En effet, d’autres poulpes apparaissaient à la vitre de tribord. J’en comptai sept. Ils faisaient cortège au Nautilus, et j’entendis les grincements de leur bec sur la coque de tôle. Nous étions servis à souhait.

Je continuai mon travail. Ces monstres se maintenaient dans nos eaux avec une telle précision qu’ils semblaient immobiles, et j’aurais pu les décalquer en raccourci sur la vitre. D’ailleurs, nous marchions sous une allure modérée.

Tout à coup le Nautilus s’arrêta. Un choc le fit tressaillir dans toute sa membrure.

« Est-ce que nous avons touché ? demandai-je.

— En tout cas, répondit le Canadien, nous serions déjà dégagés, car nous flottons. »

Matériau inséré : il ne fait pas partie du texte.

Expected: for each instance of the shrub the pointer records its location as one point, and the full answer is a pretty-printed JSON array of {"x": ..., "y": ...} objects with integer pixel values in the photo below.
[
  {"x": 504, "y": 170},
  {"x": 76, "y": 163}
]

Le Nautilus flottait sans doute, mais il ne marchait plus. Les branches de son hélice ne battaient pas les flots. Une minute se passa. Le capitaine Nemo, suivi de son second, entra dans le salon.

Je ne l’avais pas vu depuis quelque temps. Il me parut sombre. Sans nous parler, sans nous voir peut-être, il alla au panneau, regarda les poulpes et dit quelques mots à son second.

Celui-ci sortit. Bientôt les panneaux se refermèrent. Le plafond s’illumina.

J’allai vers le capitaine.

« Une curieuse collection de poulpes, lui dis-je, du ton dégagé que prendrait un amateur devant le cristal d’un aquarium.